Other Income: Income from the dividends (dividends of the stocks bought by this company from other companies)
Income from sale of assets
For the sick mills of Mumbai, other income is much higher than the income, which indicates things are struggling.
So, let us see what a Profit and Loss Account is:
There are two sections in a Profit and Loss Account: Income and Expenditure (names may change as put above)
Sales/Operating Income: 4350
Other Income: 120
Total Income: 4470
Mfg Cost of Goods Sold: 2400
Gross Profit: 2070
Overheads (Distribution, Selling etc…) 1450
PBDIT (Profit before Depreciation, Interest and Tax): 620 (Also called the Bottom Line, because the costs below this cannot be controlled by the company.)

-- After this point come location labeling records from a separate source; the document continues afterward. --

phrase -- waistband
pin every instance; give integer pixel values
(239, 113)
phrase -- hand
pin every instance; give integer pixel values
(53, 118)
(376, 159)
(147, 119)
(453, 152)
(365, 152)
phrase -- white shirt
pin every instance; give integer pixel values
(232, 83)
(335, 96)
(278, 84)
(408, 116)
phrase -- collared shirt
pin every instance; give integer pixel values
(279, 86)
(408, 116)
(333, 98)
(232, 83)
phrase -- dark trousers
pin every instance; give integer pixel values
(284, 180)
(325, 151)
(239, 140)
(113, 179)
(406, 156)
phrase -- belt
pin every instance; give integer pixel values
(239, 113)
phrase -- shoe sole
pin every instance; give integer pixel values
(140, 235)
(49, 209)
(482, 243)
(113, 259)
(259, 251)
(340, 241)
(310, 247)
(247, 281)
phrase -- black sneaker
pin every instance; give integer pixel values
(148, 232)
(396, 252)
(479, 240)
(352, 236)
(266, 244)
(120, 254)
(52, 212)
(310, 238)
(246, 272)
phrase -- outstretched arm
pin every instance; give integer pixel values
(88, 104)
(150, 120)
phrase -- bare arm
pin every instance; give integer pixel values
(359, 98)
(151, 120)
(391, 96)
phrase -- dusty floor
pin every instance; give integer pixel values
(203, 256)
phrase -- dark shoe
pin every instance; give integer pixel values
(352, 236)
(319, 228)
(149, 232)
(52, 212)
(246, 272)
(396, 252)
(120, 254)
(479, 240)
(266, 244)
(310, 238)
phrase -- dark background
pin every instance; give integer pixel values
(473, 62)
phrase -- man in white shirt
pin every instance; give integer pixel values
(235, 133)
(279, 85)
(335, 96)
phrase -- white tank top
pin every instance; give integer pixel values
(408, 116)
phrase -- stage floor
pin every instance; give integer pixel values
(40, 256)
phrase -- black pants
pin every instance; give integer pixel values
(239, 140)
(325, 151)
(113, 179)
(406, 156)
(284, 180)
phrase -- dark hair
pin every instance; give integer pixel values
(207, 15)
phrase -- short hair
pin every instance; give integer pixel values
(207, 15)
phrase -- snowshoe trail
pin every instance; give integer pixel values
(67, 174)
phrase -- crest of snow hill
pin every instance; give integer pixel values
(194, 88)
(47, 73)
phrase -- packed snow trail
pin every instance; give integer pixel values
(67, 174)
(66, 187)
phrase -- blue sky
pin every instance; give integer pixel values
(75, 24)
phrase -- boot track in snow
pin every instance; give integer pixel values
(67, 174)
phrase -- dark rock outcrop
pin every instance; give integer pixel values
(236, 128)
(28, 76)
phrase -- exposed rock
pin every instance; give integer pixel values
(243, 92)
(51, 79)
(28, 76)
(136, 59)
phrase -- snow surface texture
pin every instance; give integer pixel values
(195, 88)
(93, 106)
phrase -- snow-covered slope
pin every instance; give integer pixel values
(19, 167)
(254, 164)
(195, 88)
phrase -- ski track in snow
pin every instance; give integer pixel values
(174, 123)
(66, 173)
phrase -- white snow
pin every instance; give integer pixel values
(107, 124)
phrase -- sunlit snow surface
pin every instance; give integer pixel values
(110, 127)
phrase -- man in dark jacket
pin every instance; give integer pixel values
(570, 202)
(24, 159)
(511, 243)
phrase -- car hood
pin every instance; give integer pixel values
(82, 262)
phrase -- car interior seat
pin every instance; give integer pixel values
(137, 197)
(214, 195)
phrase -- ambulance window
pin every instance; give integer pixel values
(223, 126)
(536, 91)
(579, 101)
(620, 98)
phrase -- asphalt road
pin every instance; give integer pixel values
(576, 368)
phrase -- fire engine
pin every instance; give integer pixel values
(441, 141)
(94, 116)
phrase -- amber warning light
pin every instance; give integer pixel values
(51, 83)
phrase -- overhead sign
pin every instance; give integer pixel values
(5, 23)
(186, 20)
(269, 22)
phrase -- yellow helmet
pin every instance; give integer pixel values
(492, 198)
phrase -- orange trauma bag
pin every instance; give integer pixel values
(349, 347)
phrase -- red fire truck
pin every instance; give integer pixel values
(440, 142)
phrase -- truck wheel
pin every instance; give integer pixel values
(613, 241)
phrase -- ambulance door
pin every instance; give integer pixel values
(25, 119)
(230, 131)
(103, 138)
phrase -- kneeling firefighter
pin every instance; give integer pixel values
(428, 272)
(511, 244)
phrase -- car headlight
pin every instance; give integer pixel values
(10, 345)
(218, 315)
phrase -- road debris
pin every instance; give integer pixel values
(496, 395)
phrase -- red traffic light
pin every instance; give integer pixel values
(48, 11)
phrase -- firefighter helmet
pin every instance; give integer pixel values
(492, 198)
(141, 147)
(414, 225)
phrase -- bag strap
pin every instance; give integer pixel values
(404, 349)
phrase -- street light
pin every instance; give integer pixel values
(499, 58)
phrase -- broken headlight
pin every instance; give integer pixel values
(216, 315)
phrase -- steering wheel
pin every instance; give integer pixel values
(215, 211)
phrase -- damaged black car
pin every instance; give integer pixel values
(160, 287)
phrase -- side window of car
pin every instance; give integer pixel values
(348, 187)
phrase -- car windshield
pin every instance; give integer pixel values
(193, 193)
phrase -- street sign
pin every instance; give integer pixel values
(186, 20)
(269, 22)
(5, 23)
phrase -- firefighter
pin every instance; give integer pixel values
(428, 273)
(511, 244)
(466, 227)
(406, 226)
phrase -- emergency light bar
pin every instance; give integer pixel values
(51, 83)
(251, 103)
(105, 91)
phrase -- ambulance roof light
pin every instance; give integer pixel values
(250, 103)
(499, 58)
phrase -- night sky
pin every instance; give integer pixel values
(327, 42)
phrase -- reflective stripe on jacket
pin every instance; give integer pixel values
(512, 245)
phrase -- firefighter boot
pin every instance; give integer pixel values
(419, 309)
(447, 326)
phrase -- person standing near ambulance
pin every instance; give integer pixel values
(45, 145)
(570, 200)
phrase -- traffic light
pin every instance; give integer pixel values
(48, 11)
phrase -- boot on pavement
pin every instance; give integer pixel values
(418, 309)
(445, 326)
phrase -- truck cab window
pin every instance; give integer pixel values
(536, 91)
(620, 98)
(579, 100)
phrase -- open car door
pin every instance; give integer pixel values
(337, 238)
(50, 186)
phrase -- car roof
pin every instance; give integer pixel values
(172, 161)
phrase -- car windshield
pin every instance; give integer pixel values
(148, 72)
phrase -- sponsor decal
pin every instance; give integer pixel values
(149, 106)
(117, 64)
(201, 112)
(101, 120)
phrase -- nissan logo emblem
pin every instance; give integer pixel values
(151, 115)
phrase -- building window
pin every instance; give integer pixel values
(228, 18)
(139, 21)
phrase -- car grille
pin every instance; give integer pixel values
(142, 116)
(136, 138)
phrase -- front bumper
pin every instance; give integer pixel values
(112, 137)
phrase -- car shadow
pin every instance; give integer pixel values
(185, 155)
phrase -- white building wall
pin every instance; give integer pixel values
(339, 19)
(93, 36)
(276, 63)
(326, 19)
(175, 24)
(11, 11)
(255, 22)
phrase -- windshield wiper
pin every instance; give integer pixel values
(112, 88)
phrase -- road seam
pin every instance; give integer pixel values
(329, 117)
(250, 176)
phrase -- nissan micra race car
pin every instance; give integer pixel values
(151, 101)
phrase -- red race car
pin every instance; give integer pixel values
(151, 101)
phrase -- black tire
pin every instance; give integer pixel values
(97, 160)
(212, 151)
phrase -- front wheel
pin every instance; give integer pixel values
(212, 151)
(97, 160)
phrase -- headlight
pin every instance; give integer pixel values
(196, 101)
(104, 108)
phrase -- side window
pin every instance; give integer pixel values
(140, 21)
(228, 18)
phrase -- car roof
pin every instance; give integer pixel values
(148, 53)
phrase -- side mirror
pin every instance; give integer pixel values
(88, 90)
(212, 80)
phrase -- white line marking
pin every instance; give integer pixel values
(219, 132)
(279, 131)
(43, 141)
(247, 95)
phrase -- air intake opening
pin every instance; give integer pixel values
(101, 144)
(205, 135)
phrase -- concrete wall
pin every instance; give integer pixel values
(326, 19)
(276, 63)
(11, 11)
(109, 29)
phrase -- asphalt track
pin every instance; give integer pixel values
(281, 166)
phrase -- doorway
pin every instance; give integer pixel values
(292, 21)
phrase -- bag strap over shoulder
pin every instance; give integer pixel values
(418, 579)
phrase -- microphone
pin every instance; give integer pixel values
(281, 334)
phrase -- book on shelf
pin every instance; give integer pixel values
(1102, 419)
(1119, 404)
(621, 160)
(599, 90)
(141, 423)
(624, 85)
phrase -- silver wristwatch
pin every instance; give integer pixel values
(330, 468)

PBIT: 545 (Generally used to compare two companies.)
Profit before Tax (PBT): 425
Profit After Tax (PAT): 255 (6% of the original)
The Profit After Tax is going to be distributed into Reserves and the remaining amount will be carry forwarded to the Balance Sheet.
If your Gross Profit is huge, but your PAT is very less like above then it shows that the company is a TOP-HEAVY company.
If your Profitability is huge, then it is called CASH COW.
For better understanding you may refer to any companies profit and loss statement. Although you may see some extra components, the essence will be the same. For example, some companies may show Dividend Income seperately from Other Income and some of them may merge both and show as Other Income. Similarly, some may show the salaries seperately and some may not. But, the key points are the bolded ones above.